Steve Jones is the editor of SQLServerCentral.com and visits a wide variety of data related topics in his daily editorial. Steve has spent years working as a DBA and general purpose Windows administrator, primarily working with SQL Server since it was ported from Sybase in 1990. You can follow Steve on Twitter at twitter.com/way0utwest

Getting Information Where We Want It

I’ve been running every day, over 100 days in a row now, and one of the things that has helped me on this journey is the TV that I’ve placed in front of the treadmill. As I started running, I put on some of our older DVDs, watching 15-20 minutes of one each day, taking about a week to get through a movie. I got Star Trek: The Next Generation for Christmas and have been going through it, hoping it will last me until March or April sometime.

The other day I was at the gym running while the kids were swimming and I watched some of the NFL playoffs while on the treadmill and I noticed that the time went by quickly. I thought that the games I’ve recorded on my DirecTV TiVo would be something I’d love to watch at times on the treadmill in the basement. I have coax run part of the way down there, so we might be able to make this work, but it doesn’t give me any control, which is some of what I’d want. A Slingbox might be what I try.

What does this have to do with SQL Server?

This got me thinking about how easy we can move information around with SQL Server. It was an easy platform to work with years ago, but when Reporting Services was added, it became trivial to generate HTML, which is a very easy way to distribute and present information to anyone that needs it. A lot of the growth and power of our modern society comes from this.

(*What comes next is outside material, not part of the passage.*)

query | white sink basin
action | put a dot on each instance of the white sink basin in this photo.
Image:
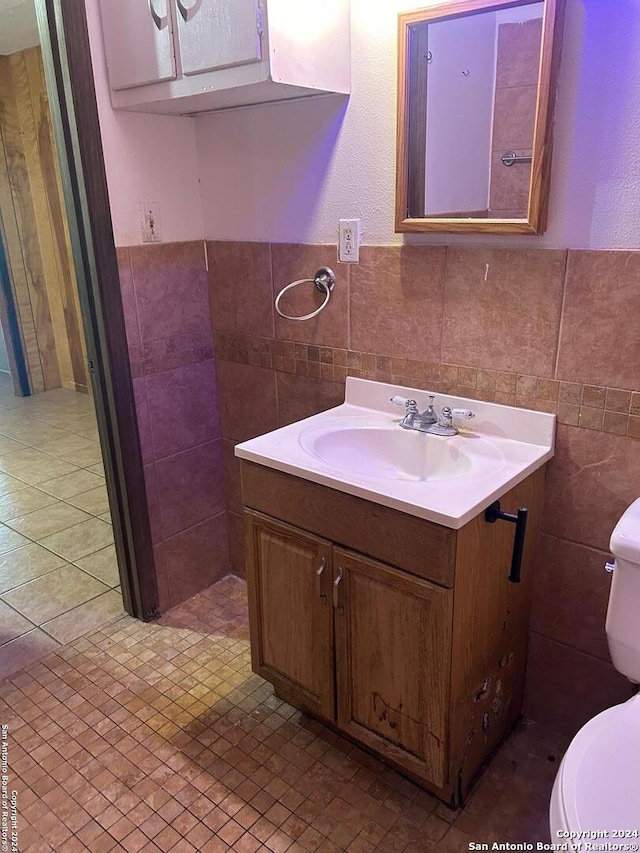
(390, 452)
(360, 448)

I wish that other types of media would start to understand this and realize the opportunities and capabilities that come from vastly increasing our choices of distribution and reception of media. I see some of the sports groups are starting to do this and I was tempted to get the Super Bowl from the NFL’s online system, but since I can record it and watch it later, it’s not quite worth the money. Especially as they want to bundle all the games into one pass.

Slicing and dicing information, allowing someone to consume the pieces they want, is a great way to find and add incremental revenue. Eventually I’m hoping that more companies will adopt this practice.

That and having more standards to ensure we can easily move data around. I am sure we are not too far from having devices like the Apple TV that we connect to every TV in our house for music, video, and even data.